前作は踵と前足部が独立して接地してそれぞれ弾む感覚でしたが「SCエリート6」は踵から前足部まで一体感があり重心がスムーズに移動するアシストを感じました。かといって一辺倒に転がり前足部が抜けることは無く、前足部で蹴り抜くこともできます。

全体的に柔らかく反発性が上がっているのでどの接地方法でも走りやすかったですが、ヒールフットと相性が良いシューズと考えます。

グリップ、耐久性は凡庸

軽量化のためかアウトソールは非常に薄くフラットです。グリップ性に特段不満は無いですが高いとも言えません。アウトソールとミッドソールの高さが同じためミッドソールが削れるのが早そうです。

ウェットコンディションでのグリップ性と耐久性についてはある程度の距離を踏んだら更新します。

サブ3狙いにオススメ!3.5狙いには迷う

軽量になり反発・推進力も上がったことでターゲット通りサブ2.5~3.5狙いまで選択肢になると考えます。スピードコントロールがしやすくキロ4分台ペースでも扱いやすいため、サブ3狙いや守りのレースに特にオススメです。

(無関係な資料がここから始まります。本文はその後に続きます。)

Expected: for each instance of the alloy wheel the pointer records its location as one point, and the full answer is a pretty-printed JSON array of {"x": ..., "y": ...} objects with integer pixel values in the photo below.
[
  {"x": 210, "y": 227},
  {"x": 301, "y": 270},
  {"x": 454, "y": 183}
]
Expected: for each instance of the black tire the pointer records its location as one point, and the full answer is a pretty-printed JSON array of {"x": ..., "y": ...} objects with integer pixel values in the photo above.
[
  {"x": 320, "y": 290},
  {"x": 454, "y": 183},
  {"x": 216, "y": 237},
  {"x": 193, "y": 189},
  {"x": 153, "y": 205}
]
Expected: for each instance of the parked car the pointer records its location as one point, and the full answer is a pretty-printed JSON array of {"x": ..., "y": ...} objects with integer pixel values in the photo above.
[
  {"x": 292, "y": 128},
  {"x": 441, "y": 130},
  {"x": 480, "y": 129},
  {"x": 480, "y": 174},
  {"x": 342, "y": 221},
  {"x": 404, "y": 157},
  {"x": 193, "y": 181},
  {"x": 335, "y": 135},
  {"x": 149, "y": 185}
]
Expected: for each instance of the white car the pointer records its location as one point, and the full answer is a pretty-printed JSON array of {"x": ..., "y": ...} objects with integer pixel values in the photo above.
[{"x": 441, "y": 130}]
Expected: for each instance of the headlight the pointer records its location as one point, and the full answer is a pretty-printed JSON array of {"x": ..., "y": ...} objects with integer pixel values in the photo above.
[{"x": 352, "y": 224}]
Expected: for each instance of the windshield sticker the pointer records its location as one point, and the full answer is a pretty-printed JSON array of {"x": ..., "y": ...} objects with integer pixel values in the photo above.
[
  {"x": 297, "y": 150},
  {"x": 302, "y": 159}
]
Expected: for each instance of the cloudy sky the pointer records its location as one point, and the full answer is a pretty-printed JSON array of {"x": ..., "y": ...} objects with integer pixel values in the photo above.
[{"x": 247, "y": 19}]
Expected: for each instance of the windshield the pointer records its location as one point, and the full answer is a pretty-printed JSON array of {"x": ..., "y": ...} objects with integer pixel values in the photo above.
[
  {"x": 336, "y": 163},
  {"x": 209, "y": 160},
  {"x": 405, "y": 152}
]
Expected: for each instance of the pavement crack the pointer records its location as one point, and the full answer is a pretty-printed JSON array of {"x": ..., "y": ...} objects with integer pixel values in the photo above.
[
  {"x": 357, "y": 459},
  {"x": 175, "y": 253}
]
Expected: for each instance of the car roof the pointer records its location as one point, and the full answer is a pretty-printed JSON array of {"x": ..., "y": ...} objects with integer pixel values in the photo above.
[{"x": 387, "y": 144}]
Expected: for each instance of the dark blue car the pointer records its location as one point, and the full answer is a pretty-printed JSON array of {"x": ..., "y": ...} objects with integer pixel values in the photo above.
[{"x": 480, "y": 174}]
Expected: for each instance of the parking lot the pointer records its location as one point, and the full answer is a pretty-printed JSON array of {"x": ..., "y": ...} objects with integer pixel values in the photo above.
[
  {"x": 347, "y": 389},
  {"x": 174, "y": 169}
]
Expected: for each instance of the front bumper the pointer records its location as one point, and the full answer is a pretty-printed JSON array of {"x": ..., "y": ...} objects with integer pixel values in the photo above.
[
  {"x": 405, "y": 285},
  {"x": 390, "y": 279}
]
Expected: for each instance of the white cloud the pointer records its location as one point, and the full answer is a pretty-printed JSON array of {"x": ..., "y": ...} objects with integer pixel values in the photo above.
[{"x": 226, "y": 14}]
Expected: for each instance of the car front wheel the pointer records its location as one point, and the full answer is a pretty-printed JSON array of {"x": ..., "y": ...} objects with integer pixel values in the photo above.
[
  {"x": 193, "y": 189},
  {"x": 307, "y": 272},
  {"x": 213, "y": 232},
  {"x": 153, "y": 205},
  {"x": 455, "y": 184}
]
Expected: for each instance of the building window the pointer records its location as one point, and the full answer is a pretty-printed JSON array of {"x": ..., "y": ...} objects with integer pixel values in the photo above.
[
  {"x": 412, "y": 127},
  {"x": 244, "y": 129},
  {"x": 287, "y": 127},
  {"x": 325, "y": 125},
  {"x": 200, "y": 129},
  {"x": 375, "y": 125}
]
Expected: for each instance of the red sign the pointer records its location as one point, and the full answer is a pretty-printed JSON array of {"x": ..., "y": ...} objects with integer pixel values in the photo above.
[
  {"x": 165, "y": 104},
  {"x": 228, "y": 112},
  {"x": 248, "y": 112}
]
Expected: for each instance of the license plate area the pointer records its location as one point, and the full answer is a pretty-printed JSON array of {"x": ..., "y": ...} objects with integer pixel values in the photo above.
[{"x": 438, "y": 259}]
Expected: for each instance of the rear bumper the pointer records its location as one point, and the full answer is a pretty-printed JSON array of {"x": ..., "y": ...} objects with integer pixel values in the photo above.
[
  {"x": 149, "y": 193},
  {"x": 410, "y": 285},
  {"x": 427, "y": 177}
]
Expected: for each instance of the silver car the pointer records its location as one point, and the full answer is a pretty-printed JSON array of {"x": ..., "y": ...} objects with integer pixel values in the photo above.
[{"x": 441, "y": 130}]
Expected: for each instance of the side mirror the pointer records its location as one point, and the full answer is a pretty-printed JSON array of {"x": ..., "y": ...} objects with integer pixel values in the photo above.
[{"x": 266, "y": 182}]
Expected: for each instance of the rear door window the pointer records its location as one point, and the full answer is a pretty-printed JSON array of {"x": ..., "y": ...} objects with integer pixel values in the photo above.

サブ3.5狙いとしては迷います。柔らかくなりクッション性が高くなったと言えますが安定性が減り少し走らせるシューズになったのでキロ5分前後のペース帯だとメリット・デメリットどちらが目立つか人により分かれると考えます。アシックス「マジックスピード」やナイキ「ズームフライ」、ニューバランス「SuperComp Rebel」など選択肢も多く、筆者がサブ3.5のペーサーをするとしたら他のシューズを選びます。

総じて、キロ3~4分台ペース目標でスピードアシストと操作性のバランスを求めるランナーにオススメです。

まとめ

  • 新素材「infinion」により反発性、軽量性アップ。安定性ダウン。
  • 重心移動がスムーズでヒールフットと相性良好
  • グリップ、耐久性には不安が残る
  • サブ3でスピードと操作性のバランスを求めるランナーにオススメ
  • サブ3.5狙いだとややハイリスク・ハイリターン?

初代から愛用しているSCエリートも6作目となり、「Fuelcell」廃止という大胆なアップデートを経て再始動しました。ランナーも大胆にアップデートしていきましょう!